Dia menambahkan, RUU Cipta Kerja memuat pengaturan yang berpotensi menimbulkan kerusakan terhadap kelestarian lingkungan hidup. Dalam pasal 37 RUU Cipta Kerja terkait perubahan UU Kehutanan, ketentuan penyediaan luas minimum 30% untuk fungsi kawasan hutan dari Daerah Aliran Sungai (DAS) dihapus.
"RUU Cipta Kerja memberikan kewenangan yang sangat besar bagi pemerintah namun kewenangan tersebut tidak diimbangi dengan menciptakan sistem pangawasan dan pengendalian terhadap penegakkan hukum administratifnya.
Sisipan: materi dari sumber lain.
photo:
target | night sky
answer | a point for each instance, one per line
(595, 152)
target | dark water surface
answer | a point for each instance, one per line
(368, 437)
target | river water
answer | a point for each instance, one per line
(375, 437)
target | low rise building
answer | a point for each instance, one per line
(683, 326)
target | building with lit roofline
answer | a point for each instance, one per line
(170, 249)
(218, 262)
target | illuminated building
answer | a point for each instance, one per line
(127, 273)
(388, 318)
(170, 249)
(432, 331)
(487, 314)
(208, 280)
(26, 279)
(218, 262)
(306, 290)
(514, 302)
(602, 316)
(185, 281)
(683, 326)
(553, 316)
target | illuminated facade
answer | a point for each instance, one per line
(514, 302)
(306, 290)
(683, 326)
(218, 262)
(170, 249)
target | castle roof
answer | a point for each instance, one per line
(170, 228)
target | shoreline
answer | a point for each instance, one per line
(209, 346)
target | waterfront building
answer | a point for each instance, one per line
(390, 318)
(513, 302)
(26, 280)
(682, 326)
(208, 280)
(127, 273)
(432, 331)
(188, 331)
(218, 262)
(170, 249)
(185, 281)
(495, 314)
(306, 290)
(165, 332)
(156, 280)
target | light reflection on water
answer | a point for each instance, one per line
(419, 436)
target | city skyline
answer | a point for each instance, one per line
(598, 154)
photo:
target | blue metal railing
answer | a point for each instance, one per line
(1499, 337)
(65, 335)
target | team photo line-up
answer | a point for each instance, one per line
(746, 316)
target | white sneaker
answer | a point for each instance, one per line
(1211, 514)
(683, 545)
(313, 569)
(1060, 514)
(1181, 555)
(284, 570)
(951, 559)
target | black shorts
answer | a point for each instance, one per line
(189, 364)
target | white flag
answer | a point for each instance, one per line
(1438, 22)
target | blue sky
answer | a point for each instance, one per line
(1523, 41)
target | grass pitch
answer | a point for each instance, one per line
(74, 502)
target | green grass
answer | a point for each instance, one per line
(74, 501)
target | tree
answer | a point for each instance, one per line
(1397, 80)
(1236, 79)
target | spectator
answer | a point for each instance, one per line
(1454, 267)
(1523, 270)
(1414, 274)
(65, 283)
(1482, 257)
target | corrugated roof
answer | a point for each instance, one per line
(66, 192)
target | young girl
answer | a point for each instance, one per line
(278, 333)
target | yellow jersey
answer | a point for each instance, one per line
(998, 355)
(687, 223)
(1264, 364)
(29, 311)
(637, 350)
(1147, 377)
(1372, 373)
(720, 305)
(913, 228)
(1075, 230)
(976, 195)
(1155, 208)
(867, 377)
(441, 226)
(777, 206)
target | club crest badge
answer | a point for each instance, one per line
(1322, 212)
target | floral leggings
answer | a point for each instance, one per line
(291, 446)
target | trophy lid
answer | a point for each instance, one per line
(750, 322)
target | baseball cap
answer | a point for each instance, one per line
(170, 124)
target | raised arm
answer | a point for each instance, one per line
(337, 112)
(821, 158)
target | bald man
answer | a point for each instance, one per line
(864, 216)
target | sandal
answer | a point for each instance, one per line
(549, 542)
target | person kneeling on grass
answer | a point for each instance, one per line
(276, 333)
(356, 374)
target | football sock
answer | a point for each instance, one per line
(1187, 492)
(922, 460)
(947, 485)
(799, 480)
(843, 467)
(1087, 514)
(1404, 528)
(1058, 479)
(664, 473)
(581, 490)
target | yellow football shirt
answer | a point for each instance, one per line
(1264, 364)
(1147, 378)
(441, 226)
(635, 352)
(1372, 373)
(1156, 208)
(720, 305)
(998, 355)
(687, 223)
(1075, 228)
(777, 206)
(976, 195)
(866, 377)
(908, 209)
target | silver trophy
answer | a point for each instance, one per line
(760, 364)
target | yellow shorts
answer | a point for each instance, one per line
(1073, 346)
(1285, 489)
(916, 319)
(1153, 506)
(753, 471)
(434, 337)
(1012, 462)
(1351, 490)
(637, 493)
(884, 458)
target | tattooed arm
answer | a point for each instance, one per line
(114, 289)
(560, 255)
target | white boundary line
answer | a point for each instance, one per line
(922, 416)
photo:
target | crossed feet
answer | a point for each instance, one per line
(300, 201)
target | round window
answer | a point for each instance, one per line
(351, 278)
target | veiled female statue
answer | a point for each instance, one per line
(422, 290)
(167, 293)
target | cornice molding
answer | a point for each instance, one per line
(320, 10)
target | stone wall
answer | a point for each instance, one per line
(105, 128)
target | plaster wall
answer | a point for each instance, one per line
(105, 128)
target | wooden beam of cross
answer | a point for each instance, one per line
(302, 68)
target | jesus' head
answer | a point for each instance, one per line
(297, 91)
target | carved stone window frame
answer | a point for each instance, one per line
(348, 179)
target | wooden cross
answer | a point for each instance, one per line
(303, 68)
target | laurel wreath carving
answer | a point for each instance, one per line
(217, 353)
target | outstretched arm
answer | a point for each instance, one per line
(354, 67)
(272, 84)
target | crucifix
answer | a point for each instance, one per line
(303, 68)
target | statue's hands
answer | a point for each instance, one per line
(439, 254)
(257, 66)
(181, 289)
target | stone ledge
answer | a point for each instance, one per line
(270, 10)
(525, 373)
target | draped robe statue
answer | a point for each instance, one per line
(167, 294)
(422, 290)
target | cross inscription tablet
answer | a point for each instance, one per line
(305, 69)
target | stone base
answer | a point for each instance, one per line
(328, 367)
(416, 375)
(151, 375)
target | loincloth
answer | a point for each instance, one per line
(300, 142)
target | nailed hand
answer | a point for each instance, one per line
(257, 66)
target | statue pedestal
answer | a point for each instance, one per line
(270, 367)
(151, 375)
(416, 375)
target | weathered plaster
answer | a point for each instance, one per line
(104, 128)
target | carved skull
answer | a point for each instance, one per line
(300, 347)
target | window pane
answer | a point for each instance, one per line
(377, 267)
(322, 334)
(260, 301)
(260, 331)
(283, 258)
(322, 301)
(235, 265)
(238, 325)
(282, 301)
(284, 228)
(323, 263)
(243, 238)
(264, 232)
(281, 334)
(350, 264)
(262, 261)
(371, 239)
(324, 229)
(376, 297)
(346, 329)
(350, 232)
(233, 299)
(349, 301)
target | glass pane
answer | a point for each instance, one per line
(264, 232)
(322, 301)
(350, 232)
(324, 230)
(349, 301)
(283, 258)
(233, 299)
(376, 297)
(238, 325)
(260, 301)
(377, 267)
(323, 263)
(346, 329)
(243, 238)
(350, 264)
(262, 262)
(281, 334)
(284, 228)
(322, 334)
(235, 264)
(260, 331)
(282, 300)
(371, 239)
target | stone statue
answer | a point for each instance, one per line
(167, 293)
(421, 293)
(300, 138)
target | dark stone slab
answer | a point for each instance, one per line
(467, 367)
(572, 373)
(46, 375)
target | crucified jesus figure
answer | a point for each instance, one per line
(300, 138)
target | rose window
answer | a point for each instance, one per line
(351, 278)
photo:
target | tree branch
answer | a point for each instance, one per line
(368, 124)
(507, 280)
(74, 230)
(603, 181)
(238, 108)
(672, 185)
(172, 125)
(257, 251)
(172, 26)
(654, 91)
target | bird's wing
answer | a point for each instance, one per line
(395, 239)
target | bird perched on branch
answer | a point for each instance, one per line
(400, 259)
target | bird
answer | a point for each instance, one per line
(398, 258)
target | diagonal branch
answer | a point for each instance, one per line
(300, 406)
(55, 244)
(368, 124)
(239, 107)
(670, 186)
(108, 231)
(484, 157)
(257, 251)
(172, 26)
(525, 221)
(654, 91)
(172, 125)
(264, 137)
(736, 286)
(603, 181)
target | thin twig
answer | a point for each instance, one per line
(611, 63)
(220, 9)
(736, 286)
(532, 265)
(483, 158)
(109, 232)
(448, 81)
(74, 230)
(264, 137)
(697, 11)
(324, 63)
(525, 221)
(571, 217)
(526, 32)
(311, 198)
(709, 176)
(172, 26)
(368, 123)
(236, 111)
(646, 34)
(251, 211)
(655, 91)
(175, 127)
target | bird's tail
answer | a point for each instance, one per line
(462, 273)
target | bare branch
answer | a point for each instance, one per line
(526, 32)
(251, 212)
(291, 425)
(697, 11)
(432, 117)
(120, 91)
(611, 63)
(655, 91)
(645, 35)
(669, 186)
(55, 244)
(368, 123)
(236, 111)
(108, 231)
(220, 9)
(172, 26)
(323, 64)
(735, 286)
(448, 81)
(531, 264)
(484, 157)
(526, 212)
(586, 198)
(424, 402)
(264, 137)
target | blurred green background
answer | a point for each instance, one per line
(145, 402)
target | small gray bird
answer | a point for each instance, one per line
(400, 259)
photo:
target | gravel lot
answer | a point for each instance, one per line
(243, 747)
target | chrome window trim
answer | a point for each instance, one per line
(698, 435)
Seyogyanya apabila pemerintah bermaksud mempermudah perizinan maka sistem pengenaan sanksinya harus lebih ketat dengan mengembangkan sistem peradilan administrasi yang modern", ujar Ledia.
"Berdasarkan pertimbangan tersebut, dengan memohon taufik Allah SWT dan mengucap Bismillahirrahmanirrahim, kami Fraksi Partai Keadilan Sejahtera (F-PKS) menyatakan menolak Rancangan Undang-Undang Cipta Kerja untuk ditetapkan sebagai UU," kata Ledia mengakhiri pandangan mini Fraksi PKS terhadap RUU Omnibus Law.
Hal senada disampaikan anggota Fraksi Partai Demokrat Hinca Panjaitan. "Fraksi Demokrat menyatakan menolak pembahasan RUU Cipta Kerja ini. Fraksi Demokrat menilai banyak hal yang harus dibahas kembali secara lebih mendalam dan komprehensif, tidak perlu terburu-buru," ujar Hinca.
Dia mengatakan, pembahasan RUU Cipta Kerja sejak awal cacat prosedur. Dia mengatakan, RUU Cipta Kerja berpotensi memberangus hak-hak pekerja. Maka itu, dia meminta pemerintah dan DPR kembali membahas RUU Cipta Kerja secara mendalam dengan melibatkan para pihak yang berkepentingan.